LinearRegression

class numpy_ml.linear_models.LinearRegression(fit_intercept=True)[source]

A weighted linear least-squares regression model.

Notes

In weighted linear least-squares regression [1], a real-valued target vector, y, is modeled as a linear combination of covariates, X, and model coefficients, \(\beta\):

\[y_i = \beta^\top \mathbf{x}_i + \epsilon_i\]

In this equation \(\epsilon_i \sim \mathcal{N}(0, \sigma^2_i)\) is the error term associated with example \(i\), and \(\sigma^2_i\) is the variance of the corresponding example.

Under this model, the maximum-likelihood estimate for the regression coefficients, \(\beta\), is:

\[\hat{\beta} = \Sigma^{-1} \mathbf{X}^\top \mathbf{Wy}\]

where \(\Sigma^{-1} = (\mathbf{X}^\top \mathbf{WX})^{-1}\) and W is a diagonal matrix of weights, with each entry inversely proportional to the variance of the corresponding measurement. When W is the identity matrix the examples are weighted equally and the model reduces to standard linear least squares [2].

References

[1]https://en.wikipedia.org/wiki/Weighted_least_squares
[2]https://en.wikipedia.org/wiki/General_linear_model
Parameters:

fit_intercept (bool) – Whether to fit an intercept term in addition to the model coefficients. Default is True.

Variables:
  • beta (ndarray of shape (M, K) or None) – Fitted model coefficients.
  • sigma_inv (ndarray of shape (N, N) or None) – Inverse of the data covariance matrix.
update(X, y, weights=None)[source]

Incrementally update the linear least-squares coefficients for a set of new examples.

Notes

The recursive least-squares algorithm [3] [4] is used to efficiently update the regression parameters as new examples become available. For a single new example \((\mathbf{x}_{t+1}, \mathbf{y}_{t+1})\), the parameter updates are

\[\beta_{t+1} = \left( \mathbf{X}_{1:t}^\top \mathbf{X}_{1:t} + \mathbf{x}_{t+1}\mathbf{x}_{t+1}^\top \right)^{-1} \mathbf{X}_{1:t}^\top \mathbf{Y}_{1:t} + \mathbf{x}_{t+1}^\top \mathbf{y}_{t+1}\]
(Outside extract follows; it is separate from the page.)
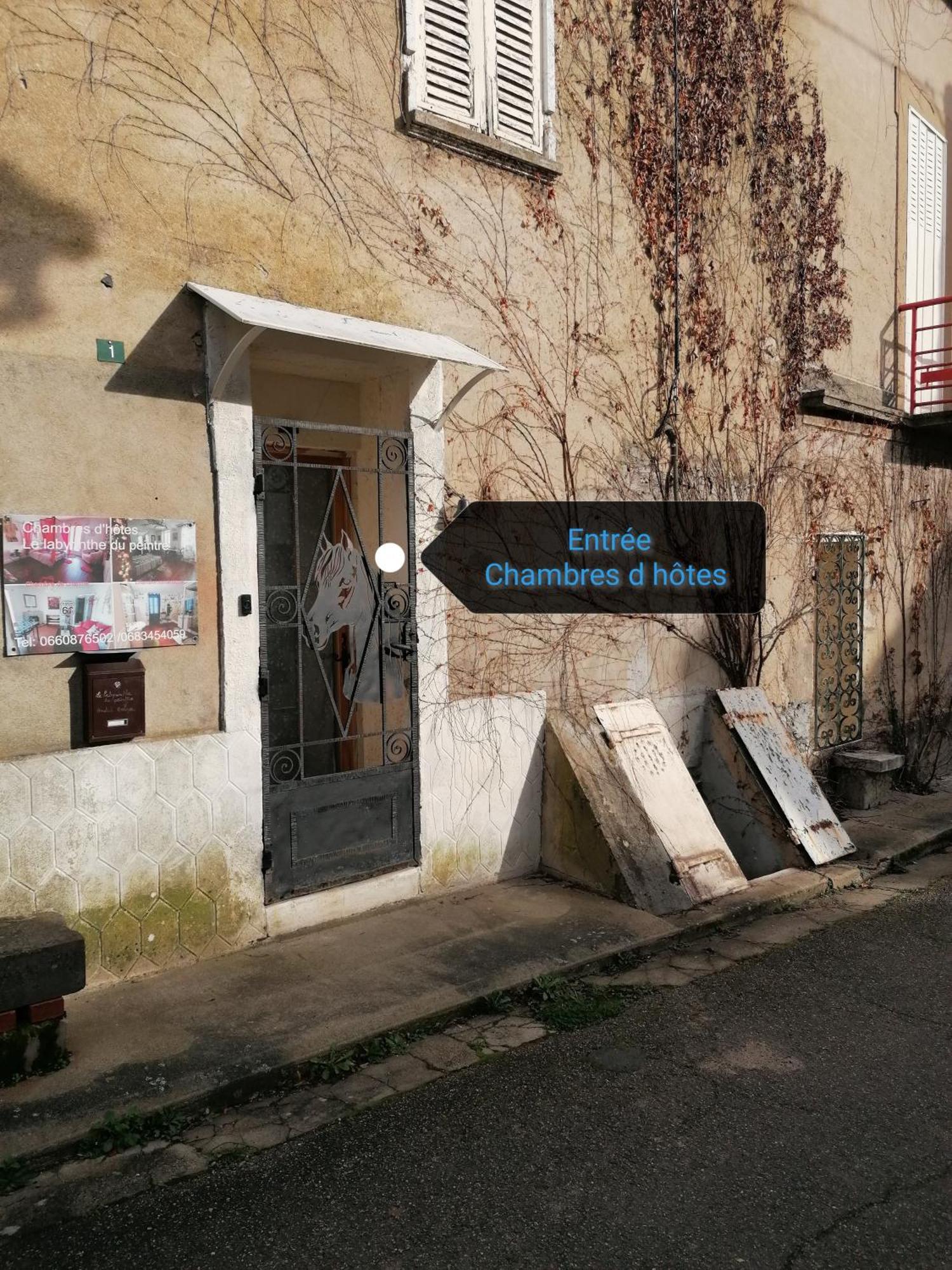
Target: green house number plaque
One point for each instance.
(111, 351)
where \(\beta_{t+1}\) are the updated regression coefficients, \(\mathbf{X}_{1:t}\) and \(\mathbf{Y}_{1:t}\) are the set of examples observed from timestep 1 to t.

In the single-example case, the RLS algorithm uses the Sherman-Morrison formula [5] to avoid re-inverting the covariance matrix on each new update. In the multi-example case (i.e., where \(\mathbf{X}_{t+1}\) and \(\mathbf{y}_{t+1}\) are matrices of N examples each), we use the generalized Woodbury matrix identity [6] to update the inverse covariance. This comes at a performance cost, but is still more performant than doing multiple single-example updates if N is large.

References

[3]Gauss, C. F. (1821) Theoria combinationis observationum erroribus minimis obnoxiae, Werke, 4. Gottinge
[4]https://en.wikipedia.org/wiki/Recursive_least_squares_filter
[5]https://en.wikipedia.org/wiki/Sherman%E2%80%93Morrison_formula
[6]https://en.wikipedia.org/wiki/Woodbury_matrix_identity
Parameters:
  • X (ndarray of shape (N, M)) – A dataset consisting of N examples, each of dimension M
  • y (ndarray of shape (N, K)) – The targets for each of the N examples in X, where each target has dimension K
  • weights (ndarray of shape (N,) or None) – Weights associated with the examples in X. Examples with larger weights exert greater influence on model fit. When y is a vector (i.e., K = 1), weights should be set to the reciporical of the variance for each measurement (i.e., \(w_i = 1/\sigma^2_i\)). When K > 1, it is assumed that all columns of y share the same weight \(w_i\). If None, examples are weighted equally, resulting in the standard linear least squares update. Default is None.
Returns:

self (LinearRegression instance)

fit(X, y, weights=None)[source]

Fit regression coefficients via maximum likelihood.

Parameters:
  • X (ndarray of shape (N, M)) – A dataset consisting of N examples, each of dimension M.
  • y (ndarray of shape (N, K)) – The targets for each of the N examples in X, where each target has dimension K.
  • weights (ndarray of shape (N,) or None) – Weights associated with the examples in X. Examples with larger weights exert greater influence on model fit. When y is a vector (i.e., K = 1), weights should be set to the reciporical of the variance for each measurement (i.e., \(w_i = 1/\sigma^2_i\)). When K > 1, it is assumed that all columns of y share the same weight \(w_i\). If None, examples are weighted equally, resulting in the standard linear least squares update. Default is None.
Returns:

self (LinearRegression instance)

predict(X)[source]

Use the trained model to generate predictions on a new collection of data points.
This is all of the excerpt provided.